Sekretaris Kabinet Pramono Anung menjelaskan Presiden Jokowi telah menegaskan dalam PPKM Darurat ini tentutnya sense of crisis seluruh kementerian/lembaga dan para pimpinan harus ada.

Untuk itu, Presiden menginstuksikan seluruh menteri dan kepala lembaga dilarang untuk bepergian ke luar negeri.

Pramono menjelaskan, menteri yang diizinkan presiden untuk bepergian ke luar negeri hanya menteri luar negeri karena sesuai bidang tugasnya. Sisanya harus minta izin langsung ke presiden.

“Yang lainnya kalau ada hal yang bersifat khusus harus mendapat izin langsung dari bapak presiden,” ujar Pramono Anung, Jumat (16/7/2021).

Diketahui beberapa hari belakangan, para pembantu presiden melakukan lawatan kerja ke luar negeri di tengah angka kasus Covid-19 sedang tinggi.
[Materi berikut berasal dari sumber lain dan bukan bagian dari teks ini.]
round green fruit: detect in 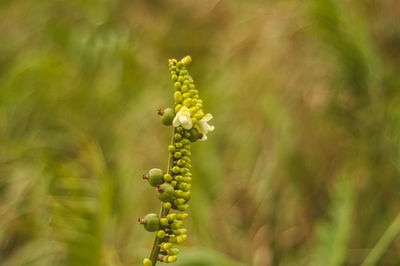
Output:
[139,213,160,232]
[161,108,175,126]
[157,183,174,201]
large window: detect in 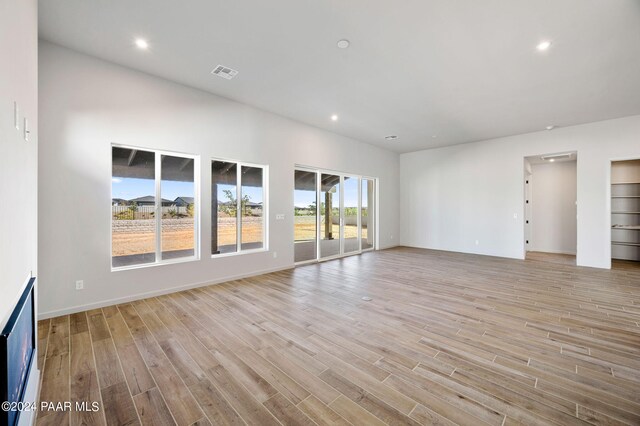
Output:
[111,146,198,268]
[211,160,266,255]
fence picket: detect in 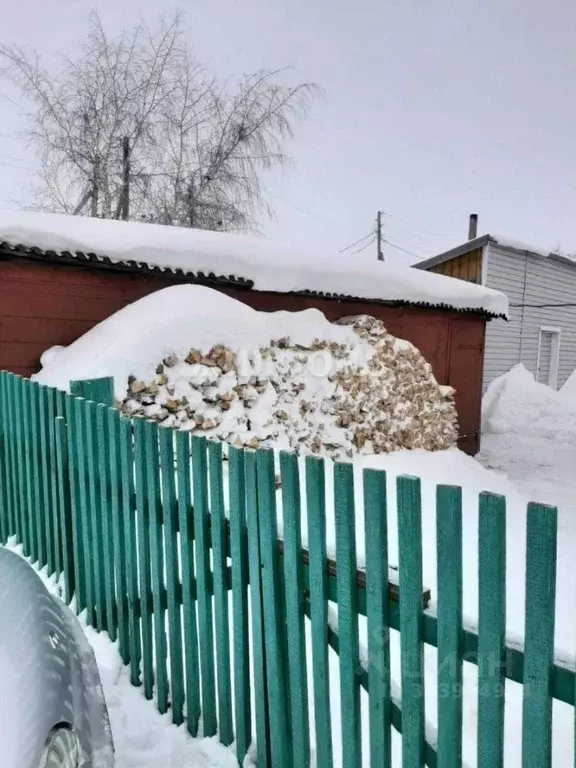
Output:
[192,437,217,736]
[48,389,62,574]
[0,372,576,768]
[96,403,118,641]
[208,440,234,745]
[56,416,75,603]
[306,456,332,768]
[396,477,425,768]
[20,379,37,562]
[477,493,506,768]
[38,385,54,575]
[176,432,201,736]
[13,377,30,544]
[84,400,106,632]
[6,374,22,542]
[0,371,10,544]
[71,398,96,626]
[134,419,154,699]
[522,504,558,768]
[244,452,271,768]
[104,408,130,664]
[436,486,462,768]
[30,382,46,568]
[144,421,168,714]
[280,453,310,768]
[364,469,392,768]
[228,448,252,765]
[119,419,142,685]
[159,429,184,725]
[256,450,290,768]
[334,464,362,768]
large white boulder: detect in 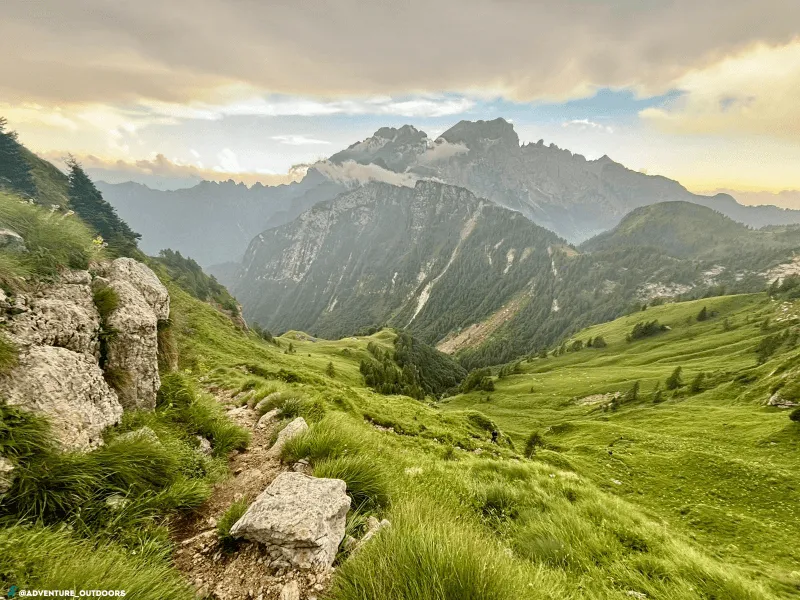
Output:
[104,280,161,410]
[0,456,14,498]
[6,271,100,357]
[106,258,169,320]
[231,472,350,570]
[95,258,169,409]
[0,346,122,450]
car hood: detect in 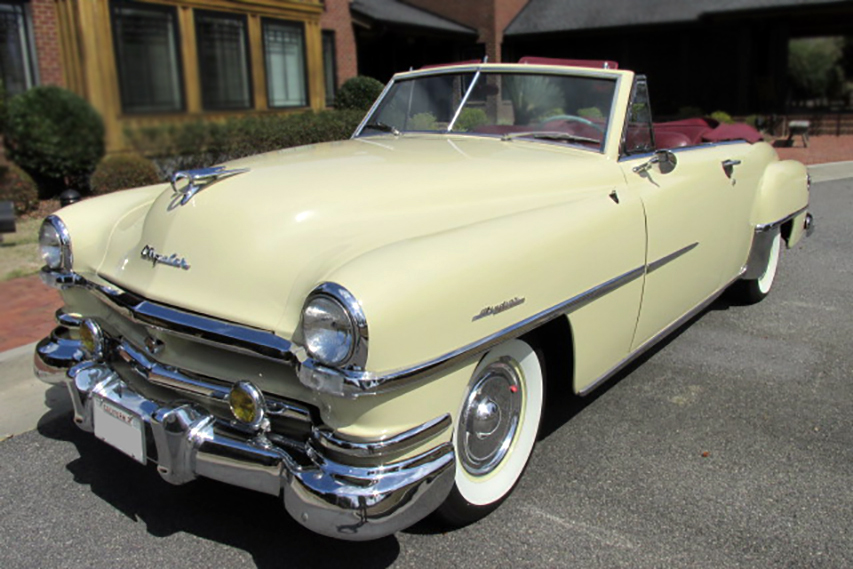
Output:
[98,136,618,336]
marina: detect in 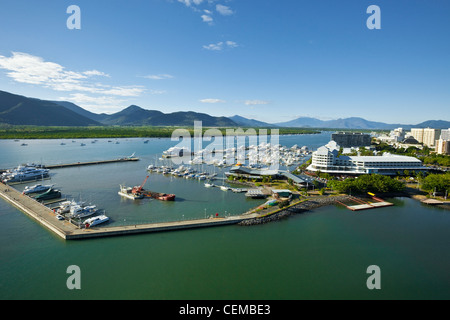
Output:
[0,183,256,240]
[0,134,450,299]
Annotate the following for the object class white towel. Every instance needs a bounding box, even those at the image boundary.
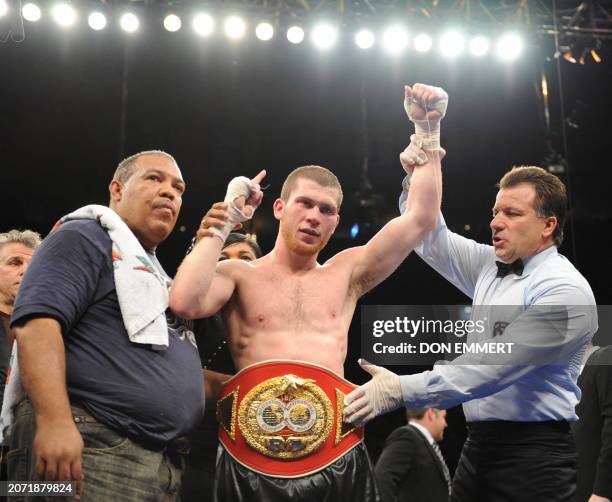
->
[0,343,25,444]
[53,205,170,349]
[0,205,171,443]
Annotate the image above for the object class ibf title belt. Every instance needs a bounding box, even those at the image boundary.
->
[217,360,363,478]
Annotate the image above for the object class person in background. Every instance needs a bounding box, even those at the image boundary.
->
[572,345,612,502]
[181,232,262,502]
[376,408,451,502]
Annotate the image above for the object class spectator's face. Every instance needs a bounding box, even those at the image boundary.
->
[0,242,34,305]
[111,154,185,249]
[430,410,447,441]
[219,242,257,261]
[490,183,557,263]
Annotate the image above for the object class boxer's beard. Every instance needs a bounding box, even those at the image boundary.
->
[281,225,331,256]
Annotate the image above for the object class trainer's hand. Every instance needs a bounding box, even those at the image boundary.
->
[344,359,403,427]
[34,420,84,499]
[196,202,242,242]
[234,169,266,217]
[404,84,448,127]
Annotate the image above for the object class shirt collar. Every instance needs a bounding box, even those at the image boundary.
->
[408,420,435,444]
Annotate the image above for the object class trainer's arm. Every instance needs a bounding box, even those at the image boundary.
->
[169,231,235,319]
[15,318,83,493]
[169,170,266,319]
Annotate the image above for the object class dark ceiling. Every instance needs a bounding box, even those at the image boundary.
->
[0,2,612,303]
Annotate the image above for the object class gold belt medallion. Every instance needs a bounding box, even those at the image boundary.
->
[238,375,334,459]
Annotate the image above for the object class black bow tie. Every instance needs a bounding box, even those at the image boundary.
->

Semisal Menteri Pertahanan Prabowo Subianto yang melakukan kunjungan kerja ke Prancis pada akhir Juni lalu.

Menteri PAN dan Kepala Bappenas Suharso Monoarfa yang menghadiri pertemuan G20 di Italia pada akhir Juni lalu.

Selanjutnya Menko Perekonomian Airlangga hartarto kunjungan kerja selama dua hari ke Singapura pada 13-14 Juli 2021.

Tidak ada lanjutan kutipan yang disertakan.